After a bad night she would be so exhausted  that she would sleep the next night, but on day 3 it would start all over again. As you can imagine it was really upsetting. Not just for me being kept awake by the noise. But because I can't seem to do anything to help her to alleviate her distress.
So I changed the environment (my other standby solution) I covered up her radiator with cushions and padding. I moved her bed and put a jumbo beanbag under it to absorb noise and covered the floor with mats, and a couple of old single mattresses inside duvet covers.

I installed a one way video baby monitor that I bought on a buy and sell site and then attached a rubber seal all around her bedroom door to stop it rattling. I even bought a few extra memory foam bathmats for her ensuite to stop her stomping on that floor all night and bruising her feet.
And then, when she was in the "bad zone" I just put her in her room to rage safely.

3 months into taking my data I began to see a pattern. By happy chance school had gone back and I made arrangements to meet a good friend for lunch. One of those friends I have had for years who I can catch up with every 6 months and chat like we saw each other yesterday.
During our lunch we discussed our respective teenage daughters (she has a son with Autism and a very grown up neuro-typical daughter) and I had a revelation.

Maybe this wasn't just about Autism. Maybe this was about BECOMING A WOMAN.

You see, my friend's daughter, like many mid-teens also has rather horrible periods. You forget this when you are 46 but those first few years of finding a rhythm can be bloody awful (pardon the pun) Cramps like a boa-constrictor is crawling around your fallopian tubes, anxiety, hysteria, tension and a tendency to burst into tears.
It was when she told me that her daughter, who plays a popular team sport, gets sent off at least once a month for "taking the head off the ref" (as we say in Ireland) that I realised what was going on with Gracie.

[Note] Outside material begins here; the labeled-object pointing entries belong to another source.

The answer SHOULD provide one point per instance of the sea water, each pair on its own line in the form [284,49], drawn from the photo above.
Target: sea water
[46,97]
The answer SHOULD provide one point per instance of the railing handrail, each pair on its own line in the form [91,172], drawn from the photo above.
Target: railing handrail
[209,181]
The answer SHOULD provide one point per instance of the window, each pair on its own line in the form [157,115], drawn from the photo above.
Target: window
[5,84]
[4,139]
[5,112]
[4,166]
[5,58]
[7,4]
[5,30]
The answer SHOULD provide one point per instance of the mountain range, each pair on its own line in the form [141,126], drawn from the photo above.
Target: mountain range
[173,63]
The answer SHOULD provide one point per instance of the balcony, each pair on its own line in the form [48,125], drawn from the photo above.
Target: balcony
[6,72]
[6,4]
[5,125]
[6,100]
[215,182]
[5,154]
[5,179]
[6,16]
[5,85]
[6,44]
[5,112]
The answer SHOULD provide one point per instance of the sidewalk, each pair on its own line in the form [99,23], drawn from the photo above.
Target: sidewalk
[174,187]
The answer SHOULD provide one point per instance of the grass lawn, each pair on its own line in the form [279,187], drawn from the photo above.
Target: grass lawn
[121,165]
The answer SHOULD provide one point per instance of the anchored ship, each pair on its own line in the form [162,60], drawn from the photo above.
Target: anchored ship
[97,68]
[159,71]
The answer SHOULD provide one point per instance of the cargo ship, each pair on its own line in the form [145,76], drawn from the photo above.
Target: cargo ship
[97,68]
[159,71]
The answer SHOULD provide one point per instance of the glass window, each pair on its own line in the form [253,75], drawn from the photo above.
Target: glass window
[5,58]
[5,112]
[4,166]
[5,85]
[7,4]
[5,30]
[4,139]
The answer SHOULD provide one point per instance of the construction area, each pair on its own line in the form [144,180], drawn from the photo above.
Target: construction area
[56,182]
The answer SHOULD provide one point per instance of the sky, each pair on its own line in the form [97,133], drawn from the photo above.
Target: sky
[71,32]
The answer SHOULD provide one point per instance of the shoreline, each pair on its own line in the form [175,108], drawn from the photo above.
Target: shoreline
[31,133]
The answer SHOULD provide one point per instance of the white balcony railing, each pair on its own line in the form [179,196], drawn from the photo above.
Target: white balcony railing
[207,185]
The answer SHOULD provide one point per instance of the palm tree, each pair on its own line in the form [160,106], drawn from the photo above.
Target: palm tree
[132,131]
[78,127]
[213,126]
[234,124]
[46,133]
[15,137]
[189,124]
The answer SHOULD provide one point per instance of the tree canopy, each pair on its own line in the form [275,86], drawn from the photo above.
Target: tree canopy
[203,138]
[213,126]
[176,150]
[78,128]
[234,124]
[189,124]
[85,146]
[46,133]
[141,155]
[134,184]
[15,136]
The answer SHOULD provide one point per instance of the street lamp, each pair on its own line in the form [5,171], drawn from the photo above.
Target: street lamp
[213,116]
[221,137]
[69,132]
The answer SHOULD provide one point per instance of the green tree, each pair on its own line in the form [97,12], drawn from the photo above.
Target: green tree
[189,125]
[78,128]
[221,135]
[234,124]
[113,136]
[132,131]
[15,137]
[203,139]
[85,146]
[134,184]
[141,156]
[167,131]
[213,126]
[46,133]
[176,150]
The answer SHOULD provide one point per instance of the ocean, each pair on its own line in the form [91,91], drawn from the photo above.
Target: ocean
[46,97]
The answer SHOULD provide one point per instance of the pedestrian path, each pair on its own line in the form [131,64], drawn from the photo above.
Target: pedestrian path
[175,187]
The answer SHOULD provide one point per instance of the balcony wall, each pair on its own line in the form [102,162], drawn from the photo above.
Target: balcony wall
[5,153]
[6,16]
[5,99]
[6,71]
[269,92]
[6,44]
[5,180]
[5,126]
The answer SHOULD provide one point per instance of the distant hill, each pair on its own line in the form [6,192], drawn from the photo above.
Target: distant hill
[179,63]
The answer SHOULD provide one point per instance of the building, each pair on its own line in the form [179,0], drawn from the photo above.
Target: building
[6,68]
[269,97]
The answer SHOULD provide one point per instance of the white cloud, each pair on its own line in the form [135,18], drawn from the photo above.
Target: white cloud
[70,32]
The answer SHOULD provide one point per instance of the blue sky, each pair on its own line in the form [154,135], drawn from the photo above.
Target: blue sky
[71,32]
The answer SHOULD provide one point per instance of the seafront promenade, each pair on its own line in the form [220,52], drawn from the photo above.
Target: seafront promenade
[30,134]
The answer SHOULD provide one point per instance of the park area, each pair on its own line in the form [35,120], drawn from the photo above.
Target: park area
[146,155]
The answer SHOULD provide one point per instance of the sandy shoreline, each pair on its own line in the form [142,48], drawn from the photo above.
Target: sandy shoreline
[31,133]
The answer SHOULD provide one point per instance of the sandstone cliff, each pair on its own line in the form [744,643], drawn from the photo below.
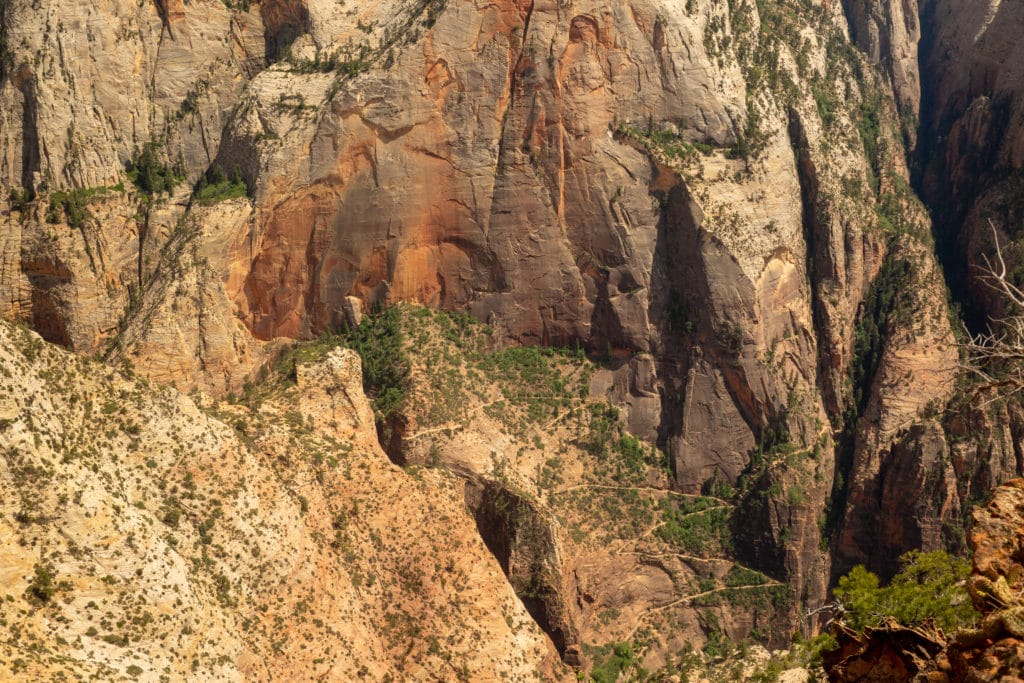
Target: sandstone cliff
[147,536]
[713,198]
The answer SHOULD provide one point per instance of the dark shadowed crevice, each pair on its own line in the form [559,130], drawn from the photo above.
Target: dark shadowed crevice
[523,542]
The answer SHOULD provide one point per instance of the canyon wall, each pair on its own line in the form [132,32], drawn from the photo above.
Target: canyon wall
[717,200]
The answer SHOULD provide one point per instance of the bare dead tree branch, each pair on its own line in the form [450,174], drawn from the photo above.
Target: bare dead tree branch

She doesn't have the words to pick a fight with me or her brother once a month. She doesn't have the language to express her anxiety, anger or depression appropriately. She still can't really describe pain.

So she stomps, cries, rages and slams doors. Her anxiety and tension manifests as OCD. This and her body temperature fluctuations and tummy cramps make it impossible to sleep. And since it was all new to her, she didn't know what to do about it.

You know that feeling when you have a horrid cold and are in a lot of pain and you go to the Doctor to be told that it ISN'T JUST A VIRUS, IT'S A REAL INFECTION AND YOU NEED ANTIBIOTICS!
And you feel so much better before you've taken a single capsule just knowing, that you were not just being a giant sook?

Well, Grace doesn't have that. Because she doesn't understand why this little body she has lived in comfortably, as comfortably as her Autism has allowed her; has suddenly decided to up and change on her.
She was able to take the extra body hair, the body odour, even the monthly inconvenience of bleeding in her stride.
But she simply doesn't have the receptive or expressive language for all this other stuff.
 
Grace is staying off behavioural meds for the forseeable future. We are trying the pill next month to see if that will reduce her cramping and make her more comfortable. So we have a "swallowing a pill in one go" program task being planned by her school behavioural director.

Good news is the number of green squares in each month are increasing. (we all have our 'bad' months)

If you are still with me, and you have any particular insights on this, I would love to hear them. Especially but not limited to other females who are on the spectrum and who have experienced a change in body and mind chemistry as a result. There needs to be a lot more research into this for all of us, autistic or not. Because it is not always about Autism.